DEV Community

Bonkur Harshith Reddy
Bonkur Harshith Reddy

Posted on

Anatomy of a Cloud Collapse: A Technical Deep-Dive on the AWS Outage of October 2025

TL;DR: The 15-Hour Outage

On October 20, 2025, AWS’s US-EAST-1 (Northern Virginia) region experienced a 15-hour outage triggered by a rare race condition in DynamoDB’s DNS automation system. This caused DynamoDB (a NoSQL database used across AWS control planes) to become unreachable.

Because DynamoDB powers internal services like EC2, IAM, STS, Lambda, and Redshift, over 140 AWS services were eventually affected.

Independent measurements showed that 20 to 30 percent of all internet-facing services experienced disruptions — nearly one-third of the internet.


AWS Infrastructure Context

AWS organizes compute into:

  • Regions (geographical clusters)
  • Availability Zones (AZs) (isolated data centers within a region)
  • Control planes (authentication, orchestration, routing)
  • Data planes (actual compute, storage, execution)

This outage was a regional control-plane failure, which is worse than a simple service crash because many systems depended on DynamoDB for metadata and operations.


After reading this article, you will understand:

  • How the DynamoDB DNS race condition happened
  • Why a 2.5-hour bug turned into a 15-hour outage
  • How metastable failure overwhelmed EC2
  • How the failure cascaded across the internet
  • How to architect systems to avoid such collapses

Part 1: The Root Cause (The “How” and “Why”)

DynamoDB DNS Automation Internals

DynamoDB uses a two-part subsystem to maintain consistent DNS entries:

DNS Planner

Generates routing configuration sets called plans that describe:

  • Backend server lists
  • Health and routing weights
  • Failover settings
  • DNS TTL values

DNS Enactors

Distributed workers that read these plans and apply them to Route 53.

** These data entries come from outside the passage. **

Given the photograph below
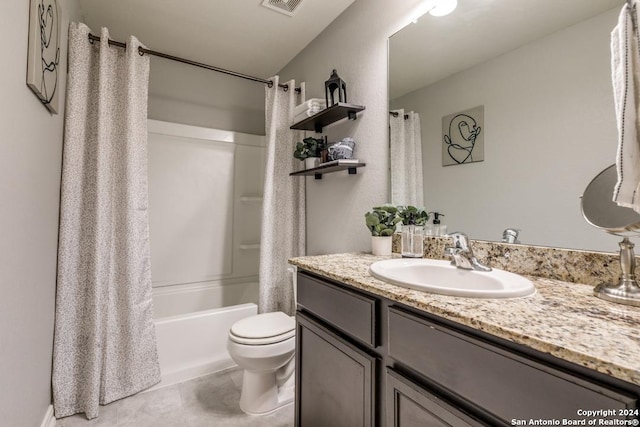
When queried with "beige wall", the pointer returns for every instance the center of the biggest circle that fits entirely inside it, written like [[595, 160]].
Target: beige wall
[[185, 94], [30, 163], [356, 45]]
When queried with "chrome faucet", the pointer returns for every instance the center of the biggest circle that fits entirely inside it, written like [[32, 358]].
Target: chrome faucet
[[462, 254]]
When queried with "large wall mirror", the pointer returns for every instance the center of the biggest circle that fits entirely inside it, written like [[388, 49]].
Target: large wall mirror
[[541, 70]]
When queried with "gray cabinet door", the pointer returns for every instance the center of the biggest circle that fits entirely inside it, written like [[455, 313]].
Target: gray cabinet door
[[409, 405], [335, 380]]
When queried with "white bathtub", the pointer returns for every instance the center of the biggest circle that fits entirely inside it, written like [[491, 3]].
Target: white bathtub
[[194, 343]]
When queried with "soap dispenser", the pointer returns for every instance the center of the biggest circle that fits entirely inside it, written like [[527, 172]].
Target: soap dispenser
[[436, 229]]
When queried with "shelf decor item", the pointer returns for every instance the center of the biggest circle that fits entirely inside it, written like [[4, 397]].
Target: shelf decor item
[[381, 222], [310, 150], [413, 220], [330, 86], [341, 149]]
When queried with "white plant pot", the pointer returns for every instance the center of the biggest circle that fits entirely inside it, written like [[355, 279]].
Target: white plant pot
[[311, 162], [381, 245]]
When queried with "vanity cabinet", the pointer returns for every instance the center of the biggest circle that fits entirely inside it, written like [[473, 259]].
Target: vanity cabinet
[[364, 360]]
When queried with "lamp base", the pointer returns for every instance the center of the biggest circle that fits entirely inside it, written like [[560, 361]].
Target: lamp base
[[624, 292]]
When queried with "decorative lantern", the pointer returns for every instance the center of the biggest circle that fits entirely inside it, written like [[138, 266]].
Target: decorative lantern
[[330, 86]]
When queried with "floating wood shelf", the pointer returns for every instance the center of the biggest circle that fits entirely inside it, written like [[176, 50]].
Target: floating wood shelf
[[328, 116], [317, 172]]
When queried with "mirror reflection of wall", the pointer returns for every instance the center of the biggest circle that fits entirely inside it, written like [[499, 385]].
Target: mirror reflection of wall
[[542, 71]]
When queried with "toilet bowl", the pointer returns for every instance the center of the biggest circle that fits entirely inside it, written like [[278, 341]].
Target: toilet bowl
[[264, 346]]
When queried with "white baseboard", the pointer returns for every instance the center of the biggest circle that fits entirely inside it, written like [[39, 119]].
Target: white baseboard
[[49, 420]]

They operate independently across Availability Zones for fault tolerance.


What Went Wrong

On October 20:

  1. One Enactor stalled while processing Plan-100.
  2. Other Enactors applied Plan-101 and Plan-102 successfully.
  3. A cleanup job deleted old plans, including Plan-100.
  4. Hours later, the slow Enactor resumed and applied Plan-100.
  5. Because the plan no longer existed, it submitted an empty DNS update.

The endpoint:

dynamodb.us-east-1.amazonaws.com
Enter fullscreen mode Exit fullscreen mode

now pointed to no IP addresses.

DynamoDB continued running internally, but DNS made it unreachable.
This was the spark that triggered the larger cascade.

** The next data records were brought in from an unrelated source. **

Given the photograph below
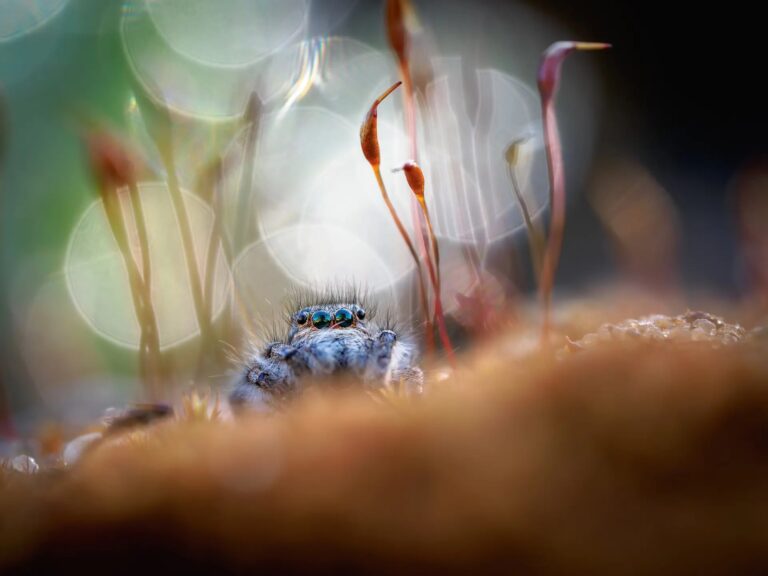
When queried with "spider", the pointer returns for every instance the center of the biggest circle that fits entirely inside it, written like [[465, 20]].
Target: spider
[[332, 336]]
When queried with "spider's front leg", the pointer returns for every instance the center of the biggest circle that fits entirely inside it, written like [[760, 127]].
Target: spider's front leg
[[270, 378], [391, 363]]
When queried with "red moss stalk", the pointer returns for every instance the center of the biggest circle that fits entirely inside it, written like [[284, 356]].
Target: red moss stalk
[[114, 169], [369, 142], [548, 80], [415, 178]]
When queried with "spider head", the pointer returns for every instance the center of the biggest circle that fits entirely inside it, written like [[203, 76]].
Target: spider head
[[327, 317]]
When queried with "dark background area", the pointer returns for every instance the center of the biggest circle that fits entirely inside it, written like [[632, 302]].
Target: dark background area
[[685, 95]]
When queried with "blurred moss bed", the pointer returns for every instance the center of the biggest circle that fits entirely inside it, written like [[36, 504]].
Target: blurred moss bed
[[627, 456]]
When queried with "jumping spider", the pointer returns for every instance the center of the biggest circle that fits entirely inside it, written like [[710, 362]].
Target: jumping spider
[[331, 336]]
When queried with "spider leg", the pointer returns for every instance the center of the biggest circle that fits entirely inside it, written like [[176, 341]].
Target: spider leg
[[380, 361]]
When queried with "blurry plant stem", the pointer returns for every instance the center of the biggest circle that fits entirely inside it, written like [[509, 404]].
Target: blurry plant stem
[[429, 330], [150, 339], [548, 80], [6, 424], [535, 235], [415, 178], [147, 322], [193, 271], [469, 251], [434, 274], [244, 194]]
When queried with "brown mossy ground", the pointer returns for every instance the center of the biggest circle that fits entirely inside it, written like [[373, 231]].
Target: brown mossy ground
[[622, 459]]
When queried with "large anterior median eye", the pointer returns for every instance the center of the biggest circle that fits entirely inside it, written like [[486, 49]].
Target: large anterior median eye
[[321, 319], [343, 318]]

DNS Race Condition Diagram

Explanation: Shows how a delayed Enactor reapplied outdated state after deletion, erasing DynamoDB’s DNS entry.


Part 2: The Cascade (How a 2.5-Hour Bug Became a 15-Hour Outage)

AWS fixed DNS in ~2.5 hours, but the region did not recover because it entered a metastable failure state.

A metastable system is “alive but stuck” because:

  • backlog > processing capacity
  • retry storms amplify load
  • recovery cannot progress

Step-by-Step Breakdown

1. EC2’s Droplet Workflow Manager Failed

DWFM stores host leases and lifecycle metadata in DynamoDB.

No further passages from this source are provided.